No, not correct. That schematic is doing something funky with external resistors.

This seems more like it. I haven't been on that site for a while but they seem to have made it overly conplicated ?:

http://www.seymourduncan.com/wiring...,bridge-h,1-volume,1-tone,none,accessory-none


----------



## Wileyone (Jul 23, 2011)

I think the resistors are for the single coils. To match with the pots for the Humbucker. Just not sure in the diagram they show the pots to be 250k and not 500k.


----------



## Wileyone (Jul 23, 2011)

I don't get it why did you even post this?


bagpipe said:


> No, not correct. That schematic is doing something funky with external resistors.
> 
> This seems more like it. I haven't been on that site for a while but they seem to have made it overly conplicated ?:
> 
> http://www.seymourduncan.com/wiring...,bridge-h,1-volume,1-tone,none,accessory-none


----------



## bagpipe (Sep 19, 2006)

My apologies. When I looked at your initial diagram I thought it was only a bridge humbucker - I thought the single coils were just greyed out in the diagram. 

On this diagram they dont show what value the vol and tone pots are:









I found this one on another site which says to use 250K for the tone and 500K vfor the volume. I guess with an HSS you're always stuck trying to comprimise between 250Ks being best for single coils and 500K being best for humbuckers.

http://www.synapticsystems.com/studios/evans/schem3.htm


----------



## Wileyone (Jul 23, 2011)

I think the resistors wired from the single coils at the switch to ground using 500k pots and not the 250k as in the first diagram would knock down the 500k to 250k for the singles only, or close anyway. I was just confused at the pots being marked 250k.


----------



## mhammer (Nov 30, 2007)

The "correctness" of that wiring depends on what you want to accomplish. As for pot value, the received wisdom is true...as long as you always leave the volume control up full. Once you start turning down to, say 8 or below,much if not all, of the tonal advantage is lost. So if you generally leave volume up full and only turn down when the phone rings or you think you hear someone at the front door, then go for it. If you prefer a darker tone, go for it.
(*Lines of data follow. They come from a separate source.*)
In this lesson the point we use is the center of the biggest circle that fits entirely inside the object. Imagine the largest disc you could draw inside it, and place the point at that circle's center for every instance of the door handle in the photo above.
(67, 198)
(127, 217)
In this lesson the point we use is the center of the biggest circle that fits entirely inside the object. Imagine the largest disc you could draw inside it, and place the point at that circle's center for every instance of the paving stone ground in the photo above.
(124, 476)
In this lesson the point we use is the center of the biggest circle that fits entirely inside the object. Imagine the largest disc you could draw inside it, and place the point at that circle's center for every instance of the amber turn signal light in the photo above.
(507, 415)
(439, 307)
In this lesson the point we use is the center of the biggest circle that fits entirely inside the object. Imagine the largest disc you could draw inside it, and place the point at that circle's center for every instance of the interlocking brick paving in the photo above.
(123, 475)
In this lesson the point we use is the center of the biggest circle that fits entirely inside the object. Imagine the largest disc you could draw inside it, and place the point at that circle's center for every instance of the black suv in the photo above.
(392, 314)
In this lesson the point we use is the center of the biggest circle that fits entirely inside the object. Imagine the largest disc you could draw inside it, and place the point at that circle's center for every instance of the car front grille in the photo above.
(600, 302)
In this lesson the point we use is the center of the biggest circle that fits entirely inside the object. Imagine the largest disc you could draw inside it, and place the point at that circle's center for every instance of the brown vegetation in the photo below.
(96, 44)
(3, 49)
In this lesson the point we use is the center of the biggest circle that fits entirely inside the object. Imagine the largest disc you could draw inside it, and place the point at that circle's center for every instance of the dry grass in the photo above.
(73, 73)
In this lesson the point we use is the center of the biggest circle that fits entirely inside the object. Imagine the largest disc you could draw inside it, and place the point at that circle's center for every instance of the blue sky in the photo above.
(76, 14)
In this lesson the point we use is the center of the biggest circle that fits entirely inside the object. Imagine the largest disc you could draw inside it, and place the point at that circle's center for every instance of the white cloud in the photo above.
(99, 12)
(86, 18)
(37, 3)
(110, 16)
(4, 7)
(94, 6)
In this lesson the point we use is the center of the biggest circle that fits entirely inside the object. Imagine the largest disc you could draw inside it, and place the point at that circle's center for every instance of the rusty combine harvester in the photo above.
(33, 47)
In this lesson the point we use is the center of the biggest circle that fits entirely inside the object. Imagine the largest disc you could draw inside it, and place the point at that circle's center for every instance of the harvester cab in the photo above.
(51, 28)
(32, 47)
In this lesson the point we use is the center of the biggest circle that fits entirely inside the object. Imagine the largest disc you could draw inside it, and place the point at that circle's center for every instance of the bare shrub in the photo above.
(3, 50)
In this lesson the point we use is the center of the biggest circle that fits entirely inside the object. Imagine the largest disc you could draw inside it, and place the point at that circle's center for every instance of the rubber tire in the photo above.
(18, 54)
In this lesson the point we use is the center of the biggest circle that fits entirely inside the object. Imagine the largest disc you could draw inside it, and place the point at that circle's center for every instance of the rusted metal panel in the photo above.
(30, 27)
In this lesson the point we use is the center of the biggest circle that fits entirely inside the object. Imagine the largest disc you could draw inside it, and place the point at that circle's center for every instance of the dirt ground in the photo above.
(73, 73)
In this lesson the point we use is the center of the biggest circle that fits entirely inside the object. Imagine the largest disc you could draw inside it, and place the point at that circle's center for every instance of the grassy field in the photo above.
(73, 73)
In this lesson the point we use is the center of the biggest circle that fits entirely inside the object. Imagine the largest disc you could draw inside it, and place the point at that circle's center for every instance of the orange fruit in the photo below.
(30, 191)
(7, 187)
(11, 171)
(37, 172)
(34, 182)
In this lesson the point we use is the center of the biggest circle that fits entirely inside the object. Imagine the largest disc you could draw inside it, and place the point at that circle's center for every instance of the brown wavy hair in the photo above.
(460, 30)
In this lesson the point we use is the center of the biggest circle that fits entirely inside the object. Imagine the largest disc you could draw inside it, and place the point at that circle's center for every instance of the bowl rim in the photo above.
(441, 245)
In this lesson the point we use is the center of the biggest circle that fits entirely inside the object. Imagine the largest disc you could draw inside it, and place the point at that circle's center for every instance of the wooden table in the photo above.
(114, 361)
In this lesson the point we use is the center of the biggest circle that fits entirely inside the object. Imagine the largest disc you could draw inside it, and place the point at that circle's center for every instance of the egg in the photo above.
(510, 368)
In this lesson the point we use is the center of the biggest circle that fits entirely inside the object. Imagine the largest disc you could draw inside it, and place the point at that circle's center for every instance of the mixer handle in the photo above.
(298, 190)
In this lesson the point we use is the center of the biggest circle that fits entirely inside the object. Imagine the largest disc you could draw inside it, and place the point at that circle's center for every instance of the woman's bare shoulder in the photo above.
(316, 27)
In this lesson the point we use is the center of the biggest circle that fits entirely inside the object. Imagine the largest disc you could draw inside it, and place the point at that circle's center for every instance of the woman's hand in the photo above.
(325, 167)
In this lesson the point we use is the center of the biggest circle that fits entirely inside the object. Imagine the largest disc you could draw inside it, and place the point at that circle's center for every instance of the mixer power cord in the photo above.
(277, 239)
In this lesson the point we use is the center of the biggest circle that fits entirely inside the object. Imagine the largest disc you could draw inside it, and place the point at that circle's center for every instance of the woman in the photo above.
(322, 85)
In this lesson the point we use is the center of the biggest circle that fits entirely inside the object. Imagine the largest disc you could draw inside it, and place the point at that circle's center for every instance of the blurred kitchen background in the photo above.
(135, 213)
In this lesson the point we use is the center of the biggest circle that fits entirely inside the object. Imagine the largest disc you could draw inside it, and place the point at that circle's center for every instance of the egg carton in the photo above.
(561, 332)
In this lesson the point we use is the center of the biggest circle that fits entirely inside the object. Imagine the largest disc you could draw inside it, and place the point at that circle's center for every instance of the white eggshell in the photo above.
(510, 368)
If you like to have a slightly brighter tone sometimes, use 500k or even 1meg.

I've mentioned this here before, but it is not familiar to all. If you like the N+B sound of a Tele or Les Paul, that wiring shown won't get it. *However*, if you simply swap the hot leads from the middle and bridge pickups at the selector switch, you will get: neck, neck+bridge, bridge, bridge+middle and middle. You forfeit one of the "cluck" sounds in exchange for neck+bridge. Some folks feel that is an unfair trade while others feel it makes for a more versatile instrument.

The virtues of using a 250k tone pot depends on your sound preferences and the native tone of the pickups. Treble always leaks out throughthe tone pot; more if the pot value is lower and the tone cap value higher, less if the pot is higher and the cap lower. The brightest tones will come from a 500k-1meg volume pot, 500k-1meg tone pot and a cap of .01uf or less. Darker, rounder tones will come from 250k volume and tone and a .022uf or larger cap.


----------



## djmarcelca (Aug 2, 2012)

It doesn't matter which value of pots you use. 
I've used 500k in strats before. Sounds really nice to me. 
There isn't a hard and fast rule. 

http://www.dimarzio.com/faq#55/61/7584


----------